I don't see where "giving in a little bit this time so they'll go away" makes for a good long-term strategy. They'll just be back for more.

> They'll just be back for more.

Indeed. Maybe the ISPs should call the MAFIAA's bluff, because after SOPA it's not obvious they would succeed in getting new laws passed.

Well, as long as they don't invade Poland, the great powers of the world will take little notice..... ;-)

I am sure the ISP's have in fact brought us peace in our time....

Someone needs a way to audit this system. I'd like to see someone like the EFF involved.

If done right this system could be an improvement over harsh penalties meted out randomly. Harsh punishments for a few as a scare tactic aren't justice. Reasonable penalties that are a higher probability are an improvement.

But it all depends on who is monitoring the monitors.

The strike laws in France, NZ, UK, were all financed and supported by the aa and the us gov helped.

I remember feeling so great about seeing the confirmation in the wikileaks docs. Sad to say I'm too lazy to find/post the reference on my phone.
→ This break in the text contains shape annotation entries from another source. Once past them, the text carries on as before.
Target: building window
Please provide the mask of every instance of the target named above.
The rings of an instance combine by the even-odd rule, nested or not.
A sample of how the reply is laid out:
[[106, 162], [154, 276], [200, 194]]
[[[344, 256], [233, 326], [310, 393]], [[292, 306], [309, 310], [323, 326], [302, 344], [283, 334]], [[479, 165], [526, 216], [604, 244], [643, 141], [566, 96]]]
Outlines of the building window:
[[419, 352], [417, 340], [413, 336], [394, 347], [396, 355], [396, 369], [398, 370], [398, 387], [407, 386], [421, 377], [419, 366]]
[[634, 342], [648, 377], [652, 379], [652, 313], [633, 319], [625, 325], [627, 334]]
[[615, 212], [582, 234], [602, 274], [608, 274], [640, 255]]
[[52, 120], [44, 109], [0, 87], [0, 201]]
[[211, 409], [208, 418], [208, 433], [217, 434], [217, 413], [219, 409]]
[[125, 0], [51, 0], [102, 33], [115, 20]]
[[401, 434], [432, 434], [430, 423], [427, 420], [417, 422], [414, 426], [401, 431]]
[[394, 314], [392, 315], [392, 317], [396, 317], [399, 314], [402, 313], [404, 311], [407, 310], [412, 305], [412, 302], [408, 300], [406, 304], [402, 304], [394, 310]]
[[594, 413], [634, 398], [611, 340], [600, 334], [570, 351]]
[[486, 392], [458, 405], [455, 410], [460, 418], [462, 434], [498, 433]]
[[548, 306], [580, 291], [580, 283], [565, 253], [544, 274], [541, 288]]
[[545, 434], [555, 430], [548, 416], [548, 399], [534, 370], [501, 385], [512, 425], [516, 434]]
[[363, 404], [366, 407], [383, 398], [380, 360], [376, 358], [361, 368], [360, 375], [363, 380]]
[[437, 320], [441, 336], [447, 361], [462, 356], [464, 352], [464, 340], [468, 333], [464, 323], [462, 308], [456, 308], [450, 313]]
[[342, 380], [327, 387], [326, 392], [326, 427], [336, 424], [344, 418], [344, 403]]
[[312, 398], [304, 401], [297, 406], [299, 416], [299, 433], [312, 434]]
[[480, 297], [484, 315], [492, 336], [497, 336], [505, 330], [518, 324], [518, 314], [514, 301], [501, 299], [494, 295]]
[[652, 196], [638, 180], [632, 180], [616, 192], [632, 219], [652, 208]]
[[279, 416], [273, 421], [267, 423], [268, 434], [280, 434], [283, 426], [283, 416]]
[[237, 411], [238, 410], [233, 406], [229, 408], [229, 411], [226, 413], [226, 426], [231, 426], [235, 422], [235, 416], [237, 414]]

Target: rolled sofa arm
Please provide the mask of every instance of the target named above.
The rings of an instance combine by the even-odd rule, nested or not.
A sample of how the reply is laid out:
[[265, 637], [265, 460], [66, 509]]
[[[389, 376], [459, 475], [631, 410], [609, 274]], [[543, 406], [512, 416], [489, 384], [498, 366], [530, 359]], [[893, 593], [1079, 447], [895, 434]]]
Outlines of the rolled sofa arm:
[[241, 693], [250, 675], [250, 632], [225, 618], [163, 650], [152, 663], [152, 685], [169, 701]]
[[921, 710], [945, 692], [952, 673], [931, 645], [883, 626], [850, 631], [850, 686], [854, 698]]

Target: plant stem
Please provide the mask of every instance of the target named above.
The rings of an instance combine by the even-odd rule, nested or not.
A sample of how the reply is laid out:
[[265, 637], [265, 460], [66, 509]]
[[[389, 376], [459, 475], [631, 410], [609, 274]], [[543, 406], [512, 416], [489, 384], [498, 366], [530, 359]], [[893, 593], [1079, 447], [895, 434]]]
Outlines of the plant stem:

I am reminded of the facsimile of the frog. If thrown into hot water he will jump out, but if thrown into cold water that is slowly heated he will die without reacting.

These measures would have been unthinkable 10 or 15 years ago, yet we've to come almost expect them.

Spying and snooping appears to be a one-way street where our privacy is slowly eroded and the trend is never reversed (the excuses given for this vary, but they always include at least one of "child porn", "terrorism", "IP violation", or "organized crime").

"Those who sacrifice liberty for security will lose both and deserve neither." - Benjamin Franklin

>> While TorrentFreak has learned that various ISPs will start the implementation at different times, it remains a mystery which company will be spying on filesharers.

Lets be clear here, they are spying on _all internet users_, not just filesharers.